Now we need to get to the breaking of the camp. The text says, "Abram went on his journeys from the south to Bethel." The Hebrew word for "journeys" is macca'. It means "breaking camp, pulling up stakes and moving out."

When Abram left Hai, he pulled up stakes and moved out toward the next place God had for him. He was through with Hai; he did not intend to remain a heap of ruins. He broke camp!

Some have camped at Hai for thirty or forty years or more and have not grown at all spiritually. They are locked in and do not know it. Oh, they will move from church to church occasionally, but it is just another Hai. They have not broken camp and usually are not open to hear anything else. When Abram broke camp at Hai, he did not take anything of Hai with him. He broke camp! He left everything of Hai behind! Some people do not want to change. That old-time religion is good enough for them, so they remain in a rut. Of Egypt Isaiah says, "The Egyptians strength is to sit still." In other words, they do not intend to move into anything more. Those who are represented by Egypt will never become a Bethel because they will not break camp. They will not forget the past. The Word of the Lord through Isaiah is: Remember not the former things, neither consider the things of old. Behold, I will do a new thing; now it shall spring forth; shall you not know it? I will even make a way in the wilderness, and rivers in the desert. Isaiah 43:18-19.

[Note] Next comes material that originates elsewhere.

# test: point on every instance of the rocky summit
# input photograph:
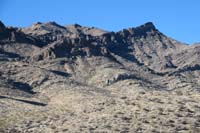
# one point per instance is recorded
(74, 78)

The Apostle Paul spoke about breaking camp to the church of the Philippians. Paul was not going to sit still like Egypt and he didn't want the Christians at Philippi to sit still either. He wanted them to break camp, to forget the past, and to press toward the high calling of God in Christ Jesus. But what things were gain to me, those I counted loss for Christ. Yea doubtless, and I count all things but loss for the excellency of the knowledge of Christ Jesus my Lord: for whom I have suffered the loss of all things, and do count them but dung, that I may win Christ, and be found in Him, not having mine own righteousness, which is of the law, but that which is through the faith of Christ, the righteousness which is of God by faith: that I may know Him, and the power of His resurrection, and the fellowship of His sufferings, being made conformable to His death; if by any means I might attain into the resurrection of the dead. Not as though I had already attained, either were already perfect. But I follow after, if that I may apprehend that for which also I am apprehended of Christ Jesus. Brethren, I count not myself to have apprehended. But this one thing I do, forgetting those things which are behind, and reaching forth to those things which are before, I press toward the mark into the prize of the high calling of God in Christ Jesus. Philippians 3:7-14. In other words, Paul is saying, "I am breaking camp!"